A Duma deputy from the Fair Russia party, Tatyana Moskalkova, stressed that only a few US states use the death penalty. She believes that “empirical experience rather than emotions” should prevail while discussing this issue.
Lifting the moratorium would be “a wrong decision,” she told Rosbalt news agency. “We have just changed our attitudes and assumed the civilized way of solving problems, and to introduce the death penalty again would be illogical,” she said. “A life sentence as an alternative to capital punishment is more civilized and seems to be appropriate even for serious crimes,” she added.
The chairman of the Federation Council’s committee on foreign relations, Mikhail Margelov, described the request of the Supreme Court as “natural.”
“So far we are in limbo, because the present moratorium is valid until the introduction of jury court all over the country,” he was quoted by RBC.ru website as saying.
“The moment of truth” is coming, Margelov said.

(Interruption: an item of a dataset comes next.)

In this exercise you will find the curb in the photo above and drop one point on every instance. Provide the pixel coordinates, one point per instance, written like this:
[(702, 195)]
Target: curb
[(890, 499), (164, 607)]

The question is “whether the institution of capital punishment, doubtful from the point of view of the influence on the criminal world, or a political will is to be exerted to replace a temporary ban by a complete abolition,” he said.
He added that Russia, in signing the 6th protocol, made a voluntary commitment 13 years ago while joining the Council of Europe. “Today Russia is the only member state of this organization that has not ratified this commitment, which is fundamental according to European criteria,” he said.
Margelov said that the majority of citizens believe that “banning the death penalty leads to an increase of serious crimes.” However, the experience of the most countries where capital punishment has not been used for many years “does not confirm this opinion,” he said.
“Everywhere the death penalty was abandoned against the will of the majority, and spontaneous will was opposed by the will of political elite and the authorities to a rational modernization,” he said.